I am in the morning hush,
I am in the graceful rush
Of beautiful birds in circling flight.
I am the starshine of the night.
I am in the flowers that bloom,
I am in a quiet room.
I am in the birds that sing,
I am in each lovely thing.
Do not stand at my grave and cry,
I am not there -- I do not die.
-- Mary Frye

Anonymous said...

My thoughts are with you and your friend. Sorry to see your pain.

Anonymous said...

Several months ago, I lost a friend who died from a heart attack at age 51, leaving a wife and two young daughters. I hadn't spoken with him in quite a while and felt massive regret that I hadn't been in touch.
After reading your most recent post, I got in touch with a friend who is suffering from Parkinson' Disease, with whom I hadn't spoken in a while. Thank you for the reminder that today is all we have. My sincerest condolences go out to you.

Anonymous said...

Hey big rock candy!
Shouldn't that be Big Kandy Rock?
Great post. But where is the Guinness?
I better see you in November!
Big Jerk Fester

A said...

there's this guy in the coffeeshop where i'm sitting studying, playing the most beautiful steel guitar, and for some reason it pushed me to go find something in that vein, and that search led me here.

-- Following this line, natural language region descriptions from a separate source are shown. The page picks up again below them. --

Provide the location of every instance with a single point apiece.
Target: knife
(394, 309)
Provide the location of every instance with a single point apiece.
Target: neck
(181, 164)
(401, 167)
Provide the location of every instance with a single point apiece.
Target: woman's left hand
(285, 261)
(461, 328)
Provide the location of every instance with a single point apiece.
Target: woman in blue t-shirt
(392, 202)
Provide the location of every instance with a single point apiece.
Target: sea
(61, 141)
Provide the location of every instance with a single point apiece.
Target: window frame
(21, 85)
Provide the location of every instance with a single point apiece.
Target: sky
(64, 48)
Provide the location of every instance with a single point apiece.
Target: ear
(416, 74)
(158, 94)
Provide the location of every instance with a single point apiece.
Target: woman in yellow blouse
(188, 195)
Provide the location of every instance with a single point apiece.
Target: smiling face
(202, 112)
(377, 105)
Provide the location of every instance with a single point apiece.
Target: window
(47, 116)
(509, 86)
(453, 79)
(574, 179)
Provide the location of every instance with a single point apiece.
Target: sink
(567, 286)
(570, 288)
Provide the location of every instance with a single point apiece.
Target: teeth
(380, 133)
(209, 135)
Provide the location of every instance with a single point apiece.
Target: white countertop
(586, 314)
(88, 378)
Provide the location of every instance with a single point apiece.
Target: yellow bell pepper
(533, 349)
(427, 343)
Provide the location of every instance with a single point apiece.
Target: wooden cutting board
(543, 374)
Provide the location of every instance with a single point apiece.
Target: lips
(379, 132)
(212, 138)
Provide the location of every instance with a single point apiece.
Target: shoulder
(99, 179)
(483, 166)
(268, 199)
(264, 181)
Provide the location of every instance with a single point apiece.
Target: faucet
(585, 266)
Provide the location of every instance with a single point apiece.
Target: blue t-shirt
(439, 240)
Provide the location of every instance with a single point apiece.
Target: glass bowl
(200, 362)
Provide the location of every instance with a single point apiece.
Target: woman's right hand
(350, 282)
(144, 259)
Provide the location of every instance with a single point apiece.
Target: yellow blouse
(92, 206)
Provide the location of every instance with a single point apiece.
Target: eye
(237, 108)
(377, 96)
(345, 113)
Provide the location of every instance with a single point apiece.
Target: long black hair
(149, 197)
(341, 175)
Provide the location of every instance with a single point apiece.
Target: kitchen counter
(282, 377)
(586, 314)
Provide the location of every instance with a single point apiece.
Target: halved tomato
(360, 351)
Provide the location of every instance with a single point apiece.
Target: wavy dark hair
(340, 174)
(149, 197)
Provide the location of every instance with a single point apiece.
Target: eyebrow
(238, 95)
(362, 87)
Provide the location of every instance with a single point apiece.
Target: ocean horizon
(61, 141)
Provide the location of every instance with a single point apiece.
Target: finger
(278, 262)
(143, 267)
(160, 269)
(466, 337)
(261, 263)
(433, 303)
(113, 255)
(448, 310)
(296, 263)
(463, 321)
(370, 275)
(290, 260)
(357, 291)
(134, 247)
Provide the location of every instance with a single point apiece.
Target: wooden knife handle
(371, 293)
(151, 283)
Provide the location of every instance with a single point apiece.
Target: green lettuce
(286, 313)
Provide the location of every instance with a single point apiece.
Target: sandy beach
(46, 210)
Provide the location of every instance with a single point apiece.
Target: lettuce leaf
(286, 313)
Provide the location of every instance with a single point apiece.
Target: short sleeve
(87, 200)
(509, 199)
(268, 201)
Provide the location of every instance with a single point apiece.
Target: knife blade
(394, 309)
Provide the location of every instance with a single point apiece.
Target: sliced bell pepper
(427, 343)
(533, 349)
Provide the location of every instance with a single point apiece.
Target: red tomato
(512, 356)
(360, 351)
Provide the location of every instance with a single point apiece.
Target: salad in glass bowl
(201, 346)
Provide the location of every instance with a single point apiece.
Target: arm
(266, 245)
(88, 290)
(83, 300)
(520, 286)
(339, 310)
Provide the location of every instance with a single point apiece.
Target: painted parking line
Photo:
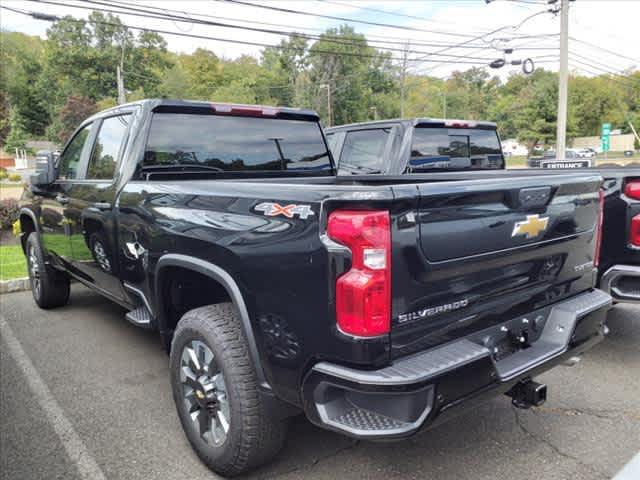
(74, 446)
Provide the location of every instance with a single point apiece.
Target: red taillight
(363, 294)
(632, 189)
(596, 259)
(634, 234)
(244, 110)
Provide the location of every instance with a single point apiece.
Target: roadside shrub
(9, 213)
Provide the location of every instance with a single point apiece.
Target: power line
(619, 81)
(608, 68)
(370, 38)
(485, 35)
(49, 17)
(604, 49)
(344, 19)
(386, 12)
(139, 12)
(622, 78)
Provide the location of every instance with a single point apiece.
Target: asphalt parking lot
(84, 394)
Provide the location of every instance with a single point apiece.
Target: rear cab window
(363, 150)
(435, 147)
(234, 144)
(69, 163)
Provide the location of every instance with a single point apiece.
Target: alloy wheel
(204, 393)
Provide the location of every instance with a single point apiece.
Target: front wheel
(216, 393)
(50, 287)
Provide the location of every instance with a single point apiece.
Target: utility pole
(328, 87)
(444, 105)
(403, 78)
(563, 81)
(120, 81)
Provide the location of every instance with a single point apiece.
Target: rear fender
(223, 278)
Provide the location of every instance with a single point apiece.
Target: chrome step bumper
(622, 282)
(398, 400)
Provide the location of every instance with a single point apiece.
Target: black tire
(50, 287)
(100, 252)
(253, 437)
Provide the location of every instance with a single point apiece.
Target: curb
(15, 285)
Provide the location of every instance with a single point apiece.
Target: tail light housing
(634, 234)
(596, 258)
(363, 294)
(632, 189)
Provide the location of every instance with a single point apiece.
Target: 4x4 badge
(271, 209)
(533, 226)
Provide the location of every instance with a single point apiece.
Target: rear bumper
(425, 389)
(622, 282)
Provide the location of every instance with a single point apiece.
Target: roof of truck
(414, 122)
(221, 107)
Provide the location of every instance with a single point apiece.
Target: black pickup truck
(396, 147)
(376, 305)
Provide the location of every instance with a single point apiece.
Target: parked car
(376, 305)
(619, 272)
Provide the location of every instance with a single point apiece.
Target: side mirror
(46, 168)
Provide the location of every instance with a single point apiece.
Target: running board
(139, 317)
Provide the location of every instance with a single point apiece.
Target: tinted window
(235, 143)
(104, 157)
(455, 148)
(364, 149)
(70, 159)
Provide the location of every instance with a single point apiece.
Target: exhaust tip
(528, 394)
(573, 361)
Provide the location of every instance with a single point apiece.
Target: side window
(70, 159)
(364, 148)
(102, 164)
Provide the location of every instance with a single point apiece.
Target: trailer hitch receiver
(528, 394)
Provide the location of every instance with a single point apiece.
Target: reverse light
(363, 294)
(634, 234)
(632, 189)
(596, 259)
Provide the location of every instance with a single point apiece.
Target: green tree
(73, 112)
(17, 137)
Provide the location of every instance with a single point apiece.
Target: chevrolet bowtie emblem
(533, 226)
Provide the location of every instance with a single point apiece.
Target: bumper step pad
(361, 419)
(139, 317)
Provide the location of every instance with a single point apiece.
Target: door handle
(101, 205)
(62, 199)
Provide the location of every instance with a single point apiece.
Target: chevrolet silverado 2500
(376, 305)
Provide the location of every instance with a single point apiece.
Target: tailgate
(471, 254)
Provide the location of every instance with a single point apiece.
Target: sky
(612, 26)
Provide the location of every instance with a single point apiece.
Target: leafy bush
(9, 213)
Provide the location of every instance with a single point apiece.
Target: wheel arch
(226, 281)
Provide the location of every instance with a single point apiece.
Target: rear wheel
(216, 393)
(50, 287)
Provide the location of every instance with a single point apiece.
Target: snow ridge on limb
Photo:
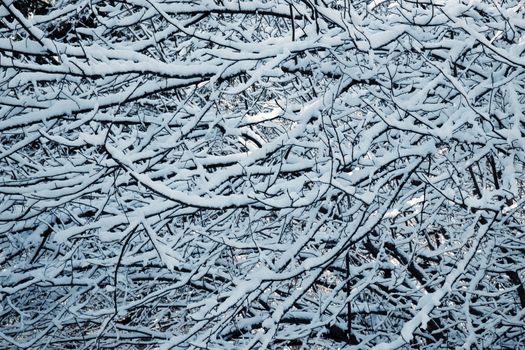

this is a beautiful post, and it did bring tears to my eyes -- i say this as a complete stranger. my parents are visiting me in texas this week, and i'll keep this in my heart when i spend time with them. one of the most strained, beautiful threads that runs through the most beautiful country music: life's short, and cold, and lonely, but there are brief fleeting moments in the darkness -- with a glass of jack daniels, a back porch, a good friend. time passes, but the moments are never unmade.

best wishes.

Anonymous said...

This is a wonderful tribute to a friend. I am so sorry for your loss, but on the other hand, I envy this sort of friendship. Friendships such as this come, maybe, once in a lifetime. My friendship of this nature left me stunned thirty years ago, when she was just 19 and seat belts weren't required. I draw on the richness of that friendship still. I wish the same for you and your friend's family.